Overview/Introduction
We’ve been waiting a long time for computers to dramatically change education, but for the most part, that promise remains unfulfilled. Unlike in the business world, where the computer quickly became a fixture on every desk and transformed both day-to-day tasks and the business landscape as a whole, computers have not transformed the goals of educators, or even the methods used to achieve those goals.
There are a lot of reasons that this is so – legal, financial, and cultural – but I believe that the bottom line is that there hasn’t been a computer application that so universally changes things that we stop seeing computers as an add-on, and start seeing them as integral to the full educational process. The spreadsheet, the word processor, and email served this seminal role in the business world; it’s hard to imagine doing business without them. But take the computer out of most schools and classrooms, and the instruction wouldn’t change much. Admittedly, traditional software tools on computers can be very helpful in the educational setting – it is easier to correct drafts written in a word processor – but they aren’t at the core of the educational process, transforming the process of teaching and learning.
Intuitively, though, we have felt that the computer would bring real change, and the fact that it hasn’t has puzzled many of us. The advent of the Internet, however, and in particular what we are calling “Web 2.0,” has so significantly changed our relationship to information and our own personal learning opportunities outside of formal education, that we’re beginning to see a set of software tools emerge that are profoundly altering both learning processes and outcomes. These tools allow us to see the start of a radical evolution in education that will bring such dramatic changes that we’ll soon be at a point where we won’t be able
to imagine education without them.
What makes this coming transformation both so fascinating and so compellingly logical is the way in which the Web has changed our personal learning opportunities. I can remember as a child riding my bike to the library or the bookstore so I could read about whatever topic was of interest to me at the time. And while it seemed that there was always more to read than I had the time for, that information landscape now seems amazingly limited in light of the Internet’s ability to bring us so much information, almost without regard for time, place or even cost. By just lowering the barriers to accessing information, however, the Internet did not dramatically change life for most of us. It was not until we began to participate in creating that information that something amazing happened.

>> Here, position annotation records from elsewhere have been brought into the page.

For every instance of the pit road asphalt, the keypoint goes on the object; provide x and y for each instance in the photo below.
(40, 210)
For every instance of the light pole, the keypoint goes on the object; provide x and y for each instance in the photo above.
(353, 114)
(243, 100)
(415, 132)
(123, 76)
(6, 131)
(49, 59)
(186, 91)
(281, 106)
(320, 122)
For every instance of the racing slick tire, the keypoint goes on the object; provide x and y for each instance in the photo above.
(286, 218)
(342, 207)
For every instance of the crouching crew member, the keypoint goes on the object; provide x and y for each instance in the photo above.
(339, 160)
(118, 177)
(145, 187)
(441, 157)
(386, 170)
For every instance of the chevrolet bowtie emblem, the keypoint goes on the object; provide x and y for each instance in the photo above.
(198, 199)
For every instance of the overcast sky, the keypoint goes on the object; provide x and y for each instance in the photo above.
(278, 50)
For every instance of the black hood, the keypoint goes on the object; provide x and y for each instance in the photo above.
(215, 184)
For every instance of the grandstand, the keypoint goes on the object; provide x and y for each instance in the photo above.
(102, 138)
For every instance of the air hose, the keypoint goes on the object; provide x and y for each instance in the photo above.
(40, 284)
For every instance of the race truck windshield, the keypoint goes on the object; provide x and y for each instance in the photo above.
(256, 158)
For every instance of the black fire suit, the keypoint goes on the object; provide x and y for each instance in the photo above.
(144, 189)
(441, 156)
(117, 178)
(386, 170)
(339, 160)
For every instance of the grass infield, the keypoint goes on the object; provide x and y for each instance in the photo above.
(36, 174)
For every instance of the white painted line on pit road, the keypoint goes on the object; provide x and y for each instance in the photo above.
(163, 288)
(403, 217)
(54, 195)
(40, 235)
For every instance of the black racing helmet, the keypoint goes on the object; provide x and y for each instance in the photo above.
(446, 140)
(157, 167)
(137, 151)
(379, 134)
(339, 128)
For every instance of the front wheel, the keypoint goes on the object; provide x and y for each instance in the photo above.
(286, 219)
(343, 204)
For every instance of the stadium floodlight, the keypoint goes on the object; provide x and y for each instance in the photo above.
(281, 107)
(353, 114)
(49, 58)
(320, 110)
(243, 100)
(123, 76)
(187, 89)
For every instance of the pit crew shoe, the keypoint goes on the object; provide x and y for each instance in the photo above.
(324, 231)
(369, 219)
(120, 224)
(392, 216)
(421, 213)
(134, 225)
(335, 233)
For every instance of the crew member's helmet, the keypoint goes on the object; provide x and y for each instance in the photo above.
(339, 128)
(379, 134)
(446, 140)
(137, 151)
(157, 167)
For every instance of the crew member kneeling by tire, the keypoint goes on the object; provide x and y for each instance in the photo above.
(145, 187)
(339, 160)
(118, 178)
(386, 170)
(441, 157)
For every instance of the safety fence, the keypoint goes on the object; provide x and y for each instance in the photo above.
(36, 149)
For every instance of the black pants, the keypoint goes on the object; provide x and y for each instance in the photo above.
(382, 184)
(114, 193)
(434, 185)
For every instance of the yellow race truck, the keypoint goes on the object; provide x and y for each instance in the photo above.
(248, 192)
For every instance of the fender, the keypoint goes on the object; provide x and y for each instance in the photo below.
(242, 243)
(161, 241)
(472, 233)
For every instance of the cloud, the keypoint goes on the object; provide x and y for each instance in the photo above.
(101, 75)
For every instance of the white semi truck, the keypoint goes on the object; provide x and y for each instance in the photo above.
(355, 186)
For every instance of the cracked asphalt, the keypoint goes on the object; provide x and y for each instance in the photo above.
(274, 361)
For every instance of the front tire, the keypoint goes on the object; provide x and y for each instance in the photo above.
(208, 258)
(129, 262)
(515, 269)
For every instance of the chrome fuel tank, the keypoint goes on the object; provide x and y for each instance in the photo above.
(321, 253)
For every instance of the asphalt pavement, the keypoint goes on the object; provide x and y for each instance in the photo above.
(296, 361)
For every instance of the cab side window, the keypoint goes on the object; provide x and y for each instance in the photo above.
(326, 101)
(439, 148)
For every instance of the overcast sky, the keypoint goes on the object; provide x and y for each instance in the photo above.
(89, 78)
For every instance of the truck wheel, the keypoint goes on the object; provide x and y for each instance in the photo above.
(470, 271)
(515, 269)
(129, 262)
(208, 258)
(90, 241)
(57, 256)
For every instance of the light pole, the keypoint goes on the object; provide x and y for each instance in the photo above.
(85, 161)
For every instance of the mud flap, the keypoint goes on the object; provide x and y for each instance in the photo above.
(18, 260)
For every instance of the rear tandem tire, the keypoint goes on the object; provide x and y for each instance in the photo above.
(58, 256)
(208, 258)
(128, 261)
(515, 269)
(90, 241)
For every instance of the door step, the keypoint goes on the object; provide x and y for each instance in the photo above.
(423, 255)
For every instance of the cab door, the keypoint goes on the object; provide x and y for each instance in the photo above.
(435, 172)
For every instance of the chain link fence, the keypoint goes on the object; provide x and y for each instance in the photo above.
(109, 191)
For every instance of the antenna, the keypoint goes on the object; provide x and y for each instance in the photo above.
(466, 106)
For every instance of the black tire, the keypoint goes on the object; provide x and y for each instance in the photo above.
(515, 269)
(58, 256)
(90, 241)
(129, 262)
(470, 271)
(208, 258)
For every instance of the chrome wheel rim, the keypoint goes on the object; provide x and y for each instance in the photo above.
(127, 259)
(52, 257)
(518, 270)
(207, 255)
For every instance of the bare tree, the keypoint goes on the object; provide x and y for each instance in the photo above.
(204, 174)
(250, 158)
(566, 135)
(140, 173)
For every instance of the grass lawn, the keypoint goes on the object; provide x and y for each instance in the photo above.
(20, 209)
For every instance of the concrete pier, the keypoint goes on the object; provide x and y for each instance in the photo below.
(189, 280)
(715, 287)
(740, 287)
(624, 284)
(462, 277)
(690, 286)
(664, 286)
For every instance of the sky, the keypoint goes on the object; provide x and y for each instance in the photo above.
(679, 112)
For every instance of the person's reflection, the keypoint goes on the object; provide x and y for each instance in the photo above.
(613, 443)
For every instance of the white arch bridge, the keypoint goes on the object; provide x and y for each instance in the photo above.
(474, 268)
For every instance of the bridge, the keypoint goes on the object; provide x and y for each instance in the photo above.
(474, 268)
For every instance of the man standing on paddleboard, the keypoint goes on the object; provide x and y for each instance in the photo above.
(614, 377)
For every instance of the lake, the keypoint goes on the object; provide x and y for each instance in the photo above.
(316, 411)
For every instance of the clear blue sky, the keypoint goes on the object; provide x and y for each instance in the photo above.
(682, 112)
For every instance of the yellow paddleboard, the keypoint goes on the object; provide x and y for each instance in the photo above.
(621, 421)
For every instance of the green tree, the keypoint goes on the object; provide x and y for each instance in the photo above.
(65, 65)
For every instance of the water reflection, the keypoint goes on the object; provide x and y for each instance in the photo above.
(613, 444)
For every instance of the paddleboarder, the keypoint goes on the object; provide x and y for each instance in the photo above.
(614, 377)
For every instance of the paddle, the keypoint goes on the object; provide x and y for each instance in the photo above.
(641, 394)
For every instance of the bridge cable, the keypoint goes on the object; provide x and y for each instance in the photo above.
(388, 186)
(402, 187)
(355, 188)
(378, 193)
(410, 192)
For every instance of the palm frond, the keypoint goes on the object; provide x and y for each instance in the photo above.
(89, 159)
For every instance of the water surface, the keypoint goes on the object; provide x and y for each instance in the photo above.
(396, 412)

A world began emerge in which “we” (or people like us) were creators. We could start a blog; we could upload and share photos and videos; we could even build an encyclopedia.

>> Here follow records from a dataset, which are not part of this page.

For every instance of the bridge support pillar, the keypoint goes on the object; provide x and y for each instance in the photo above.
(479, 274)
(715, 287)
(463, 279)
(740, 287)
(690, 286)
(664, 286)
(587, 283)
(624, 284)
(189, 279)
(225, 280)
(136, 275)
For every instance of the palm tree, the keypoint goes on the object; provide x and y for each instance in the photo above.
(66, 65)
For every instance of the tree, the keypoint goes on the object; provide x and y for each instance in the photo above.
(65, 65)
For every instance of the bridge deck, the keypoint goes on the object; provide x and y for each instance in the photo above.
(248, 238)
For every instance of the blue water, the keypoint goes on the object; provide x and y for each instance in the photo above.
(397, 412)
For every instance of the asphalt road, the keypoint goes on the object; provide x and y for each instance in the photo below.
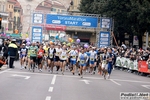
(16, 84)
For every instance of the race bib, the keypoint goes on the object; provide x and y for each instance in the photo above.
(82, 61)
(74, 57)
(92, 59)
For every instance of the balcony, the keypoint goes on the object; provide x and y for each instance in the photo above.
(4, 14)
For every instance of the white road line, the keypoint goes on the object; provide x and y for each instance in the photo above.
(50, 89)
(5, 71)
(115, 82)
(133, 81)
(53, 80)
(48, 98)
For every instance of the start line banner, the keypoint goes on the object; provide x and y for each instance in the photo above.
(127, 63)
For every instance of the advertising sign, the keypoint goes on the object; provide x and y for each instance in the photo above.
(68, 20)
(104, 39)
(105, 23)
(38, 18)
(37, 34)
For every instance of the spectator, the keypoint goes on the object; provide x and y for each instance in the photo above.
(12, 52)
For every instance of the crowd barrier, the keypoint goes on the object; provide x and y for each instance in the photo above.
(138, 66)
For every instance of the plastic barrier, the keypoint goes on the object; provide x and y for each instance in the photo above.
(126, 63)
(144, 67)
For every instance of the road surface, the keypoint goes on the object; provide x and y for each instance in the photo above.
(16, 84)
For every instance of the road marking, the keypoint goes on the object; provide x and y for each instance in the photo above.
(48, 98)
(5, 71)
(86, 81)
(115, 82)
(53, 80)
(50, 89)
(25, 77)
(146, 86)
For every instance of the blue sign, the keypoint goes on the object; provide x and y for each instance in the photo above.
(37, 34)
(105, 23)
(68, 20)
(38, 18)
(104, 39)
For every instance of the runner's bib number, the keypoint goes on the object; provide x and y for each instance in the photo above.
(104, 62)
(92, 59)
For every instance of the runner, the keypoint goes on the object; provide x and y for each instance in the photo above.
(23, 55)
(73, 56)
(41, 53)
(33, 55)
(51, 55)
(93, 57)
(83, 59)
(63, 59)
(57, 60)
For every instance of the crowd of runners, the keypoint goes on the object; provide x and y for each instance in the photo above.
(76, 58)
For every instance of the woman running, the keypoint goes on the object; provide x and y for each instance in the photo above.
(63, 59)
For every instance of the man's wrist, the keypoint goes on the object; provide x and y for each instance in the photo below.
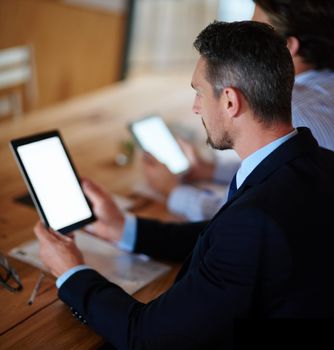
(66, 275)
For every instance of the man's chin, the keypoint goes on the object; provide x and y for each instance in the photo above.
(220, 147)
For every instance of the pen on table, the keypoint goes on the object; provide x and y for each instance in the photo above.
(35, 290)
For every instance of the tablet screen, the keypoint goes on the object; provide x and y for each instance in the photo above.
(155, 137)
(53, 183)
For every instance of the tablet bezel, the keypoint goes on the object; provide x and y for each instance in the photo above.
(138, 141)
(14, 144)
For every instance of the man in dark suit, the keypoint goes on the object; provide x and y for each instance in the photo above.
(268, 252)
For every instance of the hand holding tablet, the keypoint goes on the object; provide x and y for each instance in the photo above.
(52, 181)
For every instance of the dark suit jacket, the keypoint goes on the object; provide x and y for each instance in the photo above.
(268, 253)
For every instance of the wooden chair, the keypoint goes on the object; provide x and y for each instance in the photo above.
(18, 88)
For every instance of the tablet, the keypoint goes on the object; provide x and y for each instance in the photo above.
(52, 181)
(153, 136)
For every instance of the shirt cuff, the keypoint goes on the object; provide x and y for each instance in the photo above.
(129, 235)
(66, 275)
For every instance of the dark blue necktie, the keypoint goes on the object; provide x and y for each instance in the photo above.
(233, 187)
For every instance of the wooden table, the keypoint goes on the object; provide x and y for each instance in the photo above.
(93, 126)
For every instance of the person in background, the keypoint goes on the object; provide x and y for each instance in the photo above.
(307, 25)
(268, 253)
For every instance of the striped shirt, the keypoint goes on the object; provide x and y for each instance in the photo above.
(312, 106)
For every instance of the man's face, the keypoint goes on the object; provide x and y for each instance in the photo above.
(211, 109)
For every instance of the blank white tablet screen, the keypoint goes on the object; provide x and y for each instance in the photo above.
(156, 138)
(54, 182)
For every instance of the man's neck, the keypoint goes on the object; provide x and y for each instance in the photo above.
(260, 137)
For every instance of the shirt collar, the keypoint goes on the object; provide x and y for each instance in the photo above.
(253, 160)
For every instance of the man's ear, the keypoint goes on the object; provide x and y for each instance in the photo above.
(231, 101)
(293, 45)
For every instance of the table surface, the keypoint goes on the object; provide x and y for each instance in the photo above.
(93, 127)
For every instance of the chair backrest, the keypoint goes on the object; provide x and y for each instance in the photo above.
(18, 88)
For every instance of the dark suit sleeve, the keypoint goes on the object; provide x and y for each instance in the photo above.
(193, 314)
(170, 241)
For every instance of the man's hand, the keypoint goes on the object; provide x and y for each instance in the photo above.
(58, 252)
(110, 220)
(159, 177)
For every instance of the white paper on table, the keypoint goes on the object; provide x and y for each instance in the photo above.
(130, 271)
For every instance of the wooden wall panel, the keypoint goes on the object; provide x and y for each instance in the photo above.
(76, 49)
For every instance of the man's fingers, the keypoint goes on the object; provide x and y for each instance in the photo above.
(94, 192)
(44, 234)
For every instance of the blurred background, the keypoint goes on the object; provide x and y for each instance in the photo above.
(52, 50)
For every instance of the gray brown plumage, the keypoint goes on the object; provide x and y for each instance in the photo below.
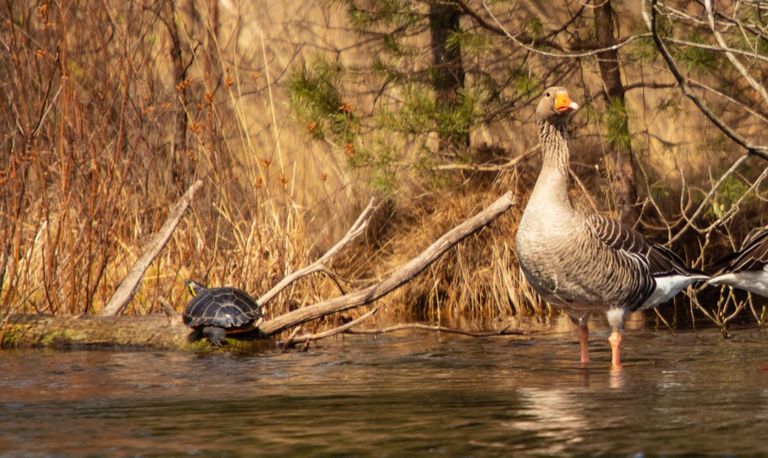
(746, 268)
(587, 263)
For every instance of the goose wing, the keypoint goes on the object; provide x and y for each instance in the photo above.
(659, 260)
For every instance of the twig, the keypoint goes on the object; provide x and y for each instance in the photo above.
(357, 228)
(127, 288)
(591, 52)
(396, 279)
(337, 330)
(491, 168)
(736, 63)
(402, 327)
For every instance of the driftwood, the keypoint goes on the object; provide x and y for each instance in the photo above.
(349, 328)
(402, 275)
(358, 227)
(167, 332)
(127, 288)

The technology that took this amazing change and multiplied it ten-fold, and how it’s impacting the world of education, is an underlying theme of this paper, which will range across social networking, Web 2.0, the emergence of educational networking, and what I see as the first real area of significant adoption for educational networking: professional development for educators. We’ll also take a look at Elluminate’s LearnCentral offering, an exciting new platform for professional development in education.